Child’s Residence After Parental Death
In the case of Re E-R (Child Arrangements) the Court considered the residence of a six year old child, after his mother had died.
The Mother and Father met in 2007.
The relevant child, T, was born in 2009.
The Mother and Father subsequently separated in 2011. The Mother was diagnosed with breast cancer in the same year.
Unfortunately the parties’ relationship became acrimonious and the Father had a restraining Order against him. The Father breached the restraining Order in March 2012.
The Father subsequently moved to Suffolk in 2012 with his new partner and her two teenage sons. As a result, the Father did not have any contact with T for over two years.
The Mother moved in with close family friends, Mr and Mrs H in June 2014, whom she and T had spent a great deal of time with following her separation from the child’s Father.
In view of the Mother’s illness, she applied for a special guardianship order in relation to T in August 2014.
The Mother also sought to appoint Mr and Mrs H as testamentary guardians of T.
A Child Arrangements Order was subsequently made which set out the living arrangements for T and provided for Mrs H to have parental responsibility.
The Father opposed this application and applied for his own Child Arrangements Order.
In January 2015, the Judge confirmed that following the Mother’s death T should live with her Father.
The Mother subsequently died in April 2015.
Mr and Mrs H appealed the Judge’s decision, which was supported by the Mother prior to her death. This resulted in the Court of Appeal directing a re-Trial. T was joined as a party to the proceedings.
During the re-Trial, T continued to live with Mr and Mrs H, but had contact with her Father.

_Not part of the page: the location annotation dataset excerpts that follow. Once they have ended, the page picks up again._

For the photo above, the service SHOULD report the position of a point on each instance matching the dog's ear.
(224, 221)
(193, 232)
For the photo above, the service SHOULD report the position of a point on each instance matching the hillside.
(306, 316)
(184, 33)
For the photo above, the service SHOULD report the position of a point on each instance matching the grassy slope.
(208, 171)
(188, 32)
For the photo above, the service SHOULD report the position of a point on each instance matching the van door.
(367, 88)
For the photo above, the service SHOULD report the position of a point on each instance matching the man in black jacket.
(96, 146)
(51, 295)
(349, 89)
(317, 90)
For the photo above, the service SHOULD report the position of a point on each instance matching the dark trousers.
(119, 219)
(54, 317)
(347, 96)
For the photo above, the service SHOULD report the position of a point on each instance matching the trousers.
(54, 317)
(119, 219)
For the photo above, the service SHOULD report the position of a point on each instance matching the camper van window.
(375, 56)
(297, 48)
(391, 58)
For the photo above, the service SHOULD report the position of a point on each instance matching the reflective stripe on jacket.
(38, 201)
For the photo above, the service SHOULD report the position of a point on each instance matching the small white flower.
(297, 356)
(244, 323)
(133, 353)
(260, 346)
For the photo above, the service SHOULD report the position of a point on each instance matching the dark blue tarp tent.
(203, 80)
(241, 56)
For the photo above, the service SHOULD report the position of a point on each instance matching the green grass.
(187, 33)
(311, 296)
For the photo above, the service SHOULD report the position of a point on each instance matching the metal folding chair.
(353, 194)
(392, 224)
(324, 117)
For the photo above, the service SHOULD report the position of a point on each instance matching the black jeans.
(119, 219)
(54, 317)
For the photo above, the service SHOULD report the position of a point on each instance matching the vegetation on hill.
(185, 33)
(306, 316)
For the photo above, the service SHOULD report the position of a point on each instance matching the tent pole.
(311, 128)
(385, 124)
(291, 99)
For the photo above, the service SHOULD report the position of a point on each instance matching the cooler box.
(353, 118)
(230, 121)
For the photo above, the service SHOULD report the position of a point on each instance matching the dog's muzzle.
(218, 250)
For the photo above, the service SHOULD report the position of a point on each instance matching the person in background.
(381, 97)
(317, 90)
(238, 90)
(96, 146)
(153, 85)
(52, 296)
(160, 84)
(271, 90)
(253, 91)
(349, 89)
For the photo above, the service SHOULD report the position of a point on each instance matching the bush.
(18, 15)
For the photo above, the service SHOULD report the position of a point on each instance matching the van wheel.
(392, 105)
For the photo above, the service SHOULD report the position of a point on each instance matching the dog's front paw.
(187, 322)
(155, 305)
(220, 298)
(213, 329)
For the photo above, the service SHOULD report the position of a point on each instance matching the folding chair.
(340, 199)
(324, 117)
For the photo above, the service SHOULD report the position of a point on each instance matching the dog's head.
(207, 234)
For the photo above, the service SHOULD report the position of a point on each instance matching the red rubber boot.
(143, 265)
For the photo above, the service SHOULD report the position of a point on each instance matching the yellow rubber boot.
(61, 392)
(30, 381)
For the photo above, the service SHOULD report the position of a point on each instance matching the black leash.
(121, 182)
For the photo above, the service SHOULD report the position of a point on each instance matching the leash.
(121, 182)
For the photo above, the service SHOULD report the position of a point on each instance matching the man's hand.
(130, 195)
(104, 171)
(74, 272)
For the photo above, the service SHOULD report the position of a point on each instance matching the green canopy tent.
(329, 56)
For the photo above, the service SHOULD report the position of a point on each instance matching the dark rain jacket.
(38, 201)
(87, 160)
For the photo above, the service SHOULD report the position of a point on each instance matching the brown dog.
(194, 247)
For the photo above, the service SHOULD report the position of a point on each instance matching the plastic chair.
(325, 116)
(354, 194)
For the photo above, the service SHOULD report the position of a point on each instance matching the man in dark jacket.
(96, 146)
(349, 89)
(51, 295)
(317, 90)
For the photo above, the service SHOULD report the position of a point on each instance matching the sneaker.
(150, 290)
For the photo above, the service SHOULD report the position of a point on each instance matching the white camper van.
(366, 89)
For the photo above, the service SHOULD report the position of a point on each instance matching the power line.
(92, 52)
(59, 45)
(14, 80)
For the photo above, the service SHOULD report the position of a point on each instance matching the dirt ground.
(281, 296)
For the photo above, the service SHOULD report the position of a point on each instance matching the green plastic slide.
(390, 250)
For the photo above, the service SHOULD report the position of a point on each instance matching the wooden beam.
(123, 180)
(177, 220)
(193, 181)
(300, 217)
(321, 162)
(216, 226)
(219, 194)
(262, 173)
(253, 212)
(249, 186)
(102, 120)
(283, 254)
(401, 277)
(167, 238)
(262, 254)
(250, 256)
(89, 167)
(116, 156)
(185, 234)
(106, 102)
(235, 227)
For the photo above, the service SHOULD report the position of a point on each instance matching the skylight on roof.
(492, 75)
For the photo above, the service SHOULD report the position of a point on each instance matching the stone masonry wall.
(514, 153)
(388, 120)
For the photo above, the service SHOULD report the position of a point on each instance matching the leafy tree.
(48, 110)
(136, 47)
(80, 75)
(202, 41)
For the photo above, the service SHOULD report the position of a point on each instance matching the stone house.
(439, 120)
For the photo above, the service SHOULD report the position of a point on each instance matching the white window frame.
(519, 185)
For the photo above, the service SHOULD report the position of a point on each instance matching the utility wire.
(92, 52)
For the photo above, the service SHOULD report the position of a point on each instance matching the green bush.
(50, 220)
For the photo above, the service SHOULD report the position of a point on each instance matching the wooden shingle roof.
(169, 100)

Throughout the proceedings the Father was very hostile and unreasonable, making a number of allegations towards Mr and Mrs H.
The Court considered the relevant factors and what was in T’s best interests.
A clinical psychologist was also appointed to assist in the proceedings.
The psychologist found that Mr and Mrs H had become T’s psychological parents and T wanted to remain with them. Although the Husband felt that this was “uneducated drivel”.
It was considered that T’s physical, emotional and educational needs were met in the care of Mr and Mrs H and she would benefit from the same routine as she did before her Mother’s death if she remained with them.
The psychologist was concerned that if T were to live with her Father, the change would have a significant impact on her and she was at risk of psychological harm caused by attachment disruption.
In view of this, the Court ruled that T should remain in the care of Mr and Mrs H and her primary home should be with them.
However, the Court confirmed that the Father should play a key role in T’s life as her only remaining biological parent. Therefore, a Child Arrangement Order was made for T to spend time with the Father.
This case shows that there should not be a presumption of care by the natural parents and instead should consider all the facts of each unique case.